Chroniques

Harel #432 La multiplication des nouilles

CHRONIQUE 432ème
La multiplication des nouilles
Suite de la série 430 – 431
Publiée par La Famille Rock le 20 avril 2020

 

Texte de Pierre Harel

La porte de la chambre s’ouvrit précipitamment, et Willie sauta à genoux sur le lit en me tirant brutalement d’une profonde torpeur philosophique. Il avait le regard moite et de grosses gouttes de sueur perlaient à son front :

–  Ti-Pierre ! Ti-Pierre !  Gerry est fou ! On sait pu quoi faire ! Va l’aider ! Aide-moi ! Va voir Johnny ! Johnny capote ! Il veut s’en aller !
–  Quoi ?
–  Regarde dehors ! Regarde par la fenêtre ! Gerry se promène avec ses apôtres ! Enwèye ! Er’garde !

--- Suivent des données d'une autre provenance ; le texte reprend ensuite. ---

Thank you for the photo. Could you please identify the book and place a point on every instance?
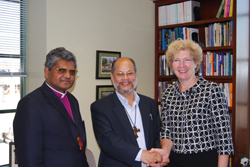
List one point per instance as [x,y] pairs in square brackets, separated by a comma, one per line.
[228,7]
[225,8]
[231,9]
[159,40]
[194,34]
[194,11]
[162,16]
[180,12]
[221,9]
[164,40]
[204,64]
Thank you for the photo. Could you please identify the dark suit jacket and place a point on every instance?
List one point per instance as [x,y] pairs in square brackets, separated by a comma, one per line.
[114,133]
[44,133]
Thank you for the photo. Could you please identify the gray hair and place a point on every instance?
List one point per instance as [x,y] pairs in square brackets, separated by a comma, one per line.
[113,65]
[59,54]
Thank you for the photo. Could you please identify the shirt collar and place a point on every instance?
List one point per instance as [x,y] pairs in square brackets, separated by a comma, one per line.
[57,92]
[192,90]
[123,100]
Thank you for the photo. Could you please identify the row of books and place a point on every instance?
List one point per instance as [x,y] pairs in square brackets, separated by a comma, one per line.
[227,88]
[214,64]
[166,36]
[163,85]
[182,12]
[225,9]
[219,34]
[217,64]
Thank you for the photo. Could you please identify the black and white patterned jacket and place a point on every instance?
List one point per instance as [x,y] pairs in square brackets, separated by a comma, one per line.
[196,120]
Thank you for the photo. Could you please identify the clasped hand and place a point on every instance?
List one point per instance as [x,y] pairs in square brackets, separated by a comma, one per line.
[164,157]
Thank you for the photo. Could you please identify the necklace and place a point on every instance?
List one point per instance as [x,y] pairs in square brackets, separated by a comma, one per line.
[134,124]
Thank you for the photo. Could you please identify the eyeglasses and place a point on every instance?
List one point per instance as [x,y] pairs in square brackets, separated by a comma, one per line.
[64,70]
[178,61]
[121,74]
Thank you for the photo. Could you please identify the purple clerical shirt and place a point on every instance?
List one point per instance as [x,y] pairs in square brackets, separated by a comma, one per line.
[64,99]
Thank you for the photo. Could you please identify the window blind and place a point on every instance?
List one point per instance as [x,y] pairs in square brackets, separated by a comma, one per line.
[12,38]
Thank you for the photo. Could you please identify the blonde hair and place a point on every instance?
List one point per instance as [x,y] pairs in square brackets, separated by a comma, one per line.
[178,45]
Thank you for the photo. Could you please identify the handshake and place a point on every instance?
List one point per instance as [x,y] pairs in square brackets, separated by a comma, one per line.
[155,157]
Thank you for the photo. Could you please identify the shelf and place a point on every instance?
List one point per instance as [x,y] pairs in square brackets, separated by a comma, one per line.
[197,23]
[217,48]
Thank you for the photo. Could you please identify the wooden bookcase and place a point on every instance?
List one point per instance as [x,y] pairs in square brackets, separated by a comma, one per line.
[208,11]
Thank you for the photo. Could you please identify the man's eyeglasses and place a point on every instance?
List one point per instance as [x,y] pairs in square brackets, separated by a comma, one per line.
[64,70]
[178,61]
[121,74]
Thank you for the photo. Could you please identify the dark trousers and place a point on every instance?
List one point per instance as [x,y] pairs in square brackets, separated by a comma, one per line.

M’arrachant du matelas, je m’assis sur le rebord du lit en me passant les mains dans les cheveux comme j’ai encore l’habitude de le faire. Devant le miroir craqué d’une vieille commode je replaçai l’élégance d’un collier de pierres du Rhin que j’avais d’enroulé autour du cou, lorsque je m’aperçus avec effarement que j’avais des airs de Little Richard ! Un peu moins grillé, peut-être, mais quand même ! Offenbach ! Les pétasses du rock ! Non ! Au secours ! Nous dérapions ! Gerry pouvait bien péter une coche. Je comprenais à ce moment son effarement et sa confusion. Nous étions tous devenus fous ou en passe de l’être. Sauf Johnny, évidemment.

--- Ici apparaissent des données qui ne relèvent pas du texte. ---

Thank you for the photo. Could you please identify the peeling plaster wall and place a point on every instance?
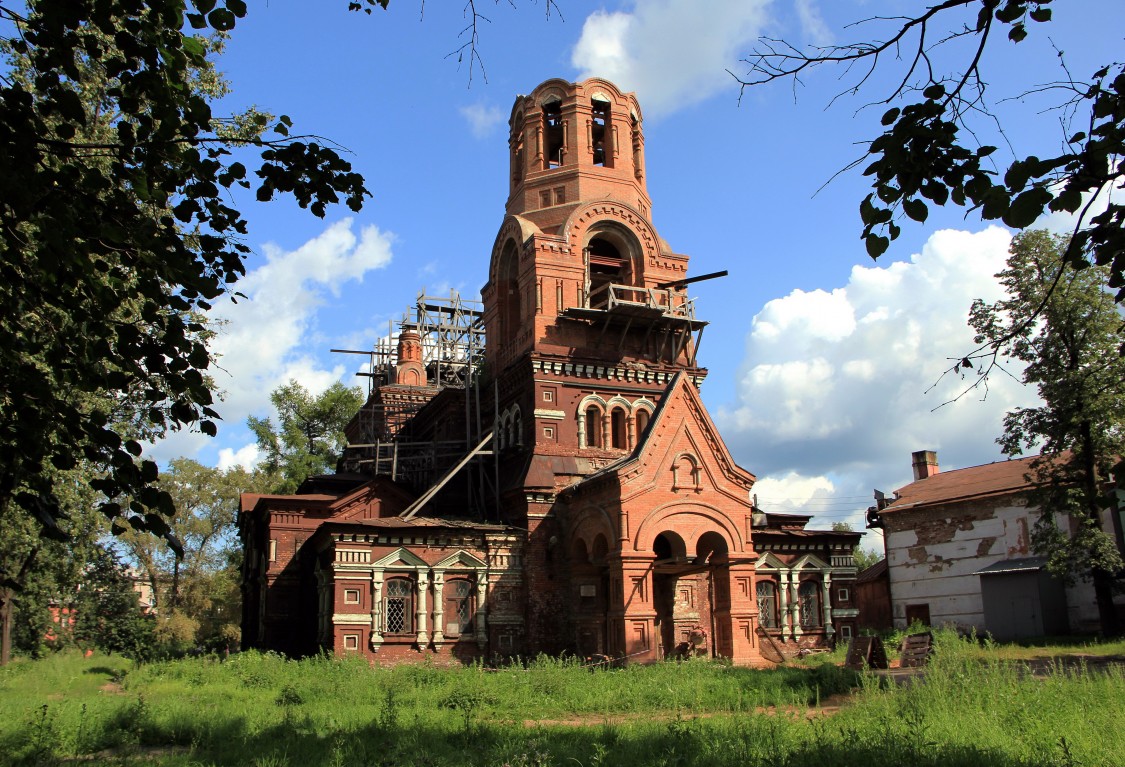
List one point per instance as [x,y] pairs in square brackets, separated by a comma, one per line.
[934,553]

Étourdis de notre succès à la radio et d’un teint basané acquis sur la couvarture de notre taudis montréalais, rue de Bleury coin Ontario, nous, qui, y’avait pas si longtemps, fuyions le soleil pour ne pas avoir l’air bronzé-bourgeois, nous, qui préférions l’ombre des bougies à la clarté du jour, voilà que nous, grands-prêtres du Rock québécois mettions des jeans serrés, et de petites blouses déchirées. Voilà que nous portions des boucles d’oreilles et des colliers rutilants, voilà que nous tenions, jusque très tard le soir, des sessions improvisées de disco-rock dans le parking du célèbre Rockhead Paradise, rue Saint-Antoine à Montréal.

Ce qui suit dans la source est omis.